Fantasia is a 1940 American animated film produced by Walt Disney and released by Walt Disney Productions. With story direction by Joe Grant and Dick Huemer, and production supervision by Ben Sharpsteen, it is the third Disney animated feature film. The film consists of eight animated segments set to pieces of classical music conducted by Leopold Stokowski, seven of which are performed by the Philadelphia Orchestra. Music critic and composer Deems Taylor acts as the film’s Master of Ceremonies, providing a live-action introduction to each animated segment.
Disney settled on the film’s concept as work neared completion on The Sorcerer’s Apprentice, an elaborate Silly Symphonies short designed as a comeback role for Mickey Mouse, who had declined in popularity. As production costs grew higher than what it could earn, Disney decided to include the short in a feature-length film with other segments set to classical pieces. The soundtrack was recorded using multiple audio channels and reproduced with Fantasound, a pioneering sound reproduction system that made Fantasia the first commercial film shown in stereophonic sound.

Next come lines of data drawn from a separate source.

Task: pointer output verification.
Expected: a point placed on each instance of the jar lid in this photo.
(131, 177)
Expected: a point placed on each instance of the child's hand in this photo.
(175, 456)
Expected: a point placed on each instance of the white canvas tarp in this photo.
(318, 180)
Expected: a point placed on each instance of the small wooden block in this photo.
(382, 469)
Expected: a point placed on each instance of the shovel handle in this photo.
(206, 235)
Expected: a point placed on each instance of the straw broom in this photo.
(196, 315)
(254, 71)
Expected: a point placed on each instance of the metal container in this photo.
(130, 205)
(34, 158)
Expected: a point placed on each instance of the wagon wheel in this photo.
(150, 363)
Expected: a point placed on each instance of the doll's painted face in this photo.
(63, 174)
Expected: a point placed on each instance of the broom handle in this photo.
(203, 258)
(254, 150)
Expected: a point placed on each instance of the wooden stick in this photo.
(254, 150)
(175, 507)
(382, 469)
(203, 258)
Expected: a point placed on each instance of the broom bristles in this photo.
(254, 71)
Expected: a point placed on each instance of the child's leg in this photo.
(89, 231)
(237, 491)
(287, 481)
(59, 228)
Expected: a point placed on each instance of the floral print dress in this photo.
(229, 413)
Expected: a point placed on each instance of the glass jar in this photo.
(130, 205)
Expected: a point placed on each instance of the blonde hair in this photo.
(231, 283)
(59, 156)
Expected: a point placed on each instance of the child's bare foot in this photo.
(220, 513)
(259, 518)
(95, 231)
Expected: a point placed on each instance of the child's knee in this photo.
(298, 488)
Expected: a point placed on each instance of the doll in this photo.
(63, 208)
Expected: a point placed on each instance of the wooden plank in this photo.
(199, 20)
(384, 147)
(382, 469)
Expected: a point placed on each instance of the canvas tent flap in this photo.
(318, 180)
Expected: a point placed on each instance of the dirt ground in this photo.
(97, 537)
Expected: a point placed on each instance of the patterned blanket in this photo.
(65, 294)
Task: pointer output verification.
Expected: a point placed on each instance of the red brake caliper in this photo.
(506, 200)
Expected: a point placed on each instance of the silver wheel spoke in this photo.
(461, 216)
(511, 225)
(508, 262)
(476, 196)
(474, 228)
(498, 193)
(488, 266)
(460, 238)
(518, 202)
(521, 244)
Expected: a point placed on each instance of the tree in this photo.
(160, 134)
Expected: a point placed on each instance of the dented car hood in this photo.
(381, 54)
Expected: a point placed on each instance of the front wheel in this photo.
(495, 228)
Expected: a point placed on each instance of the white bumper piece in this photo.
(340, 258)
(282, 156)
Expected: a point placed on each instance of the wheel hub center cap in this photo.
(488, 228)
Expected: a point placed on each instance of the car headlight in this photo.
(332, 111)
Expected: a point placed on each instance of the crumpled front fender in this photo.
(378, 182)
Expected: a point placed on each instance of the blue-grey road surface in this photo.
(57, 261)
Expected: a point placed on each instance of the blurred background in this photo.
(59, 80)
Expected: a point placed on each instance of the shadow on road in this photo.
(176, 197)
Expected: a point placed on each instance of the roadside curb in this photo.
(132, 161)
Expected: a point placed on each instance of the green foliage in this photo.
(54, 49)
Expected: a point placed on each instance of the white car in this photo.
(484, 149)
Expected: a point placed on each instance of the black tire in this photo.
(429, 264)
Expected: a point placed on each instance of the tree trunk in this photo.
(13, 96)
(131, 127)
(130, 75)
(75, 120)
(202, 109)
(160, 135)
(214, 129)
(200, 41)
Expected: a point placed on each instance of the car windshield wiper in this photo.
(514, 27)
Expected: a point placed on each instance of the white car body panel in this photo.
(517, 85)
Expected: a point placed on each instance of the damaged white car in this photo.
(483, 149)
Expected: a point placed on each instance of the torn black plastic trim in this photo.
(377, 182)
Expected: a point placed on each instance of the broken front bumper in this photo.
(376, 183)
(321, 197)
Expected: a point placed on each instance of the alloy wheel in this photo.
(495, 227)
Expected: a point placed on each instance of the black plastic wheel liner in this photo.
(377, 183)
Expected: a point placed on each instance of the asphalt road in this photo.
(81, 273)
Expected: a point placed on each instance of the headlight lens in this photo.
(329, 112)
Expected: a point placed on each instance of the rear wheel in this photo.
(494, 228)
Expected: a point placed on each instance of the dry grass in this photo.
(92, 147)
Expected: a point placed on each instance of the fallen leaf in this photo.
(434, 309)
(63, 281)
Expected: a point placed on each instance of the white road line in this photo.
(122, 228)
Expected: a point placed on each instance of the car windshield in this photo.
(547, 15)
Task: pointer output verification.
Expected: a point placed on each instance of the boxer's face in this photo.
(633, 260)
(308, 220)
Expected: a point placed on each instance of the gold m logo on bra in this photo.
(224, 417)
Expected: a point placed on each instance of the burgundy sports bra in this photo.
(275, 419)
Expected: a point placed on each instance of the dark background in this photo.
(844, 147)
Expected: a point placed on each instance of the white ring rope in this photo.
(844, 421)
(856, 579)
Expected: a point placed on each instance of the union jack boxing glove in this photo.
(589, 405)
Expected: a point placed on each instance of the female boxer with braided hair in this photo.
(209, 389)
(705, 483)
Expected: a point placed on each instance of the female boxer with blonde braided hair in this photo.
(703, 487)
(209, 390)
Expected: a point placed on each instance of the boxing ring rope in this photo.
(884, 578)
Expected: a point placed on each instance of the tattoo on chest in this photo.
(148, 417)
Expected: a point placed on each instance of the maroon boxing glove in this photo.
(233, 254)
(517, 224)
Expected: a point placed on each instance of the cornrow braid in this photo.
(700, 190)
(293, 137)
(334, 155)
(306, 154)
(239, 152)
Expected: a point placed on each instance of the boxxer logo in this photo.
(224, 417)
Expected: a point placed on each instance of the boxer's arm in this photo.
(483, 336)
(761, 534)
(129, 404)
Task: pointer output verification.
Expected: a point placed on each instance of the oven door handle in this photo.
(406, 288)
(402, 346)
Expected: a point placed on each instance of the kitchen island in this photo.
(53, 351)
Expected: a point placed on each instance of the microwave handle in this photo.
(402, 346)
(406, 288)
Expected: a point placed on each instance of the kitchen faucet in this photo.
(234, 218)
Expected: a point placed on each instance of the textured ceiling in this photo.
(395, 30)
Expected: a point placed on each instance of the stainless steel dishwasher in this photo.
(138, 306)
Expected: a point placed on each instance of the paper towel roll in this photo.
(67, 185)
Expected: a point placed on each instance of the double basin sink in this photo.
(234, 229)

Fantasia was first released in theatrical roadshow engagements held in thirteen U.S. cities from November 13, 1940. While acclaimed by critics, it was unable to make a profit due to World War II cutting off distribution to the European market, the film’s high production costs, and the expense of leasing theatres and installing the Fantasound equipment for the roadshow presentations. The film was subsequently reissued multiple times with its original footage and audio being deleted, modified, or restored in each version. As of 2012, Fantasia has grossed $76.4 million in domestic revenue and is the 22nd highest-grossing film of all time in the U.S. when adjusted for inflation. Fantasia, as a franchise, has grown to include video games, Disneyland attractions, a live concert, and a theatrically released sequel (Fantasia 2000) co-produced by Walt’s nephew Roy E. Disney in 1999. Fantasia has grown in reputation over the years and is now widely acclaimed; in 1998 the American Film Institute ranked it as the 58th greatest American film in their 100 Years…100 Movies and the fifth greatest animated film in their 10 Top 10 list.